Having disregarded in advance the verdict of their shareholders it takes a special kind of monomaniac to then seek their validation. But Kogan’s persuasive efforts, like the man himself, are irrepressible.

He starts with charm, then tries reassurance (there’s nothing new in the options bonanza – everyone else is doing it), a little gaslighting (“many other shareholders” support the grant) and then progresses to anger, haughtily invoking the inviolability of contracts (funny given his contract cannot constructively be invalidated by direction of the company’s owners). Finally, Kogan concludes his polemic with the threat of resignation.

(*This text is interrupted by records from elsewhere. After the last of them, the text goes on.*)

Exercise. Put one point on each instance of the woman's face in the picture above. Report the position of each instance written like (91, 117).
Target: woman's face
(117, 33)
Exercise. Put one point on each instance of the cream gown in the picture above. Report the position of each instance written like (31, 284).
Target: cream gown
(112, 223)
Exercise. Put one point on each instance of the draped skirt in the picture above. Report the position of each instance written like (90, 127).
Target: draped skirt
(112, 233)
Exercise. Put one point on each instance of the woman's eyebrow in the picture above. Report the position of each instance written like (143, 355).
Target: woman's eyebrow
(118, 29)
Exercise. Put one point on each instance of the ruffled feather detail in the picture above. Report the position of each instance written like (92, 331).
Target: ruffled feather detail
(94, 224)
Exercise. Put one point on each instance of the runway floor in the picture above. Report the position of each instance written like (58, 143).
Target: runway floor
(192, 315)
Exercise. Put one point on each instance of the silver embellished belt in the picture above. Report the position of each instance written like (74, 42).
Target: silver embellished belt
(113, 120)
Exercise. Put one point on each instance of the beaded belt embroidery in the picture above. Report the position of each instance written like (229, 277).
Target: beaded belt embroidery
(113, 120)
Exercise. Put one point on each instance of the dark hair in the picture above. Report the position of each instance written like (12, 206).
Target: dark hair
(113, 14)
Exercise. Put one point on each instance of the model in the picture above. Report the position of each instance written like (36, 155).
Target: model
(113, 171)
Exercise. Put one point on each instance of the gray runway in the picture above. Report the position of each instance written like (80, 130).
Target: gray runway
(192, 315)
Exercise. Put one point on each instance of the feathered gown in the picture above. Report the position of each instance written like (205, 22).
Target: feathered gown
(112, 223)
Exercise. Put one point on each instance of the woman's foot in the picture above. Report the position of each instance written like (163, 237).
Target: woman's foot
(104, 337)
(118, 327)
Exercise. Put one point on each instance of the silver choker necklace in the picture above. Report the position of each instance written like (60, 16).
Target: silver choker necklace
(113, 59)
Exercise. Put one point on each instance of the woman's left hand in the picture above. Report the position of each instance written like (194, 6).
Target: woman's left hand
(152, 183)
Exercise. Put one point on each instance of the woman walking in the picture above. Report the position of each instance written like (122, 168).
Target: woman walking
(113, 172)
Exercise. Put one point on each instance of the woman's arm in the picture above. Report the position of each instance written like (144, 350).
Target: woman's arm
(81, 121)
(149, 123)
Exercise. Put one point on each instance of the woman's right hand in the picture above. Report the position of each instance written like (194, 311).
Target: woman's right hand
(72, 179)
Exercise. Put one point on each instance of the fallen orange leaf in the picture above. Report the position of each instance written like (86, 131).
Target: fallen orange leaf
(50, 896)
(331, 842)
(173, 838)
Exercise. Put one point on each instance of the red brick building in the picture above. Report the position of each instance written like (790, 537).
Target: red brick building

Which would save everyone $60 million.

Pity the junior analysts at major value funds now second-guessing themselves after copping such a symphony.

It is so telling that Kogan himself, not Kogan.com’s chairman, conducted this 11th hour round of investor engagement. That Rusty even deemed it necessary suggests the proxy votes have been tracking badly for him.

If the resolution is defeated, this will be a genuine test for the Australian Securities and Investments Commission. Section 211 of the Corporations Act deals with paying “reasonable remuneration” to executives without shareholder approval. Why is the statutory provision even there if a board can hand their CEO and CFO the equivalent of two years’ earnings after investors have expressly repudiated the proposal? We can only hope ASIC dusts off its rule book rather than being another study in inaction.

The original version of this article stated that if shareholders vote down the resolution to grant the options package, Kogan.com will have to purchase on-market the 6 million shares for Mr Kogan and Mr Ruslan within 10 days of the AGM. That was incorrect.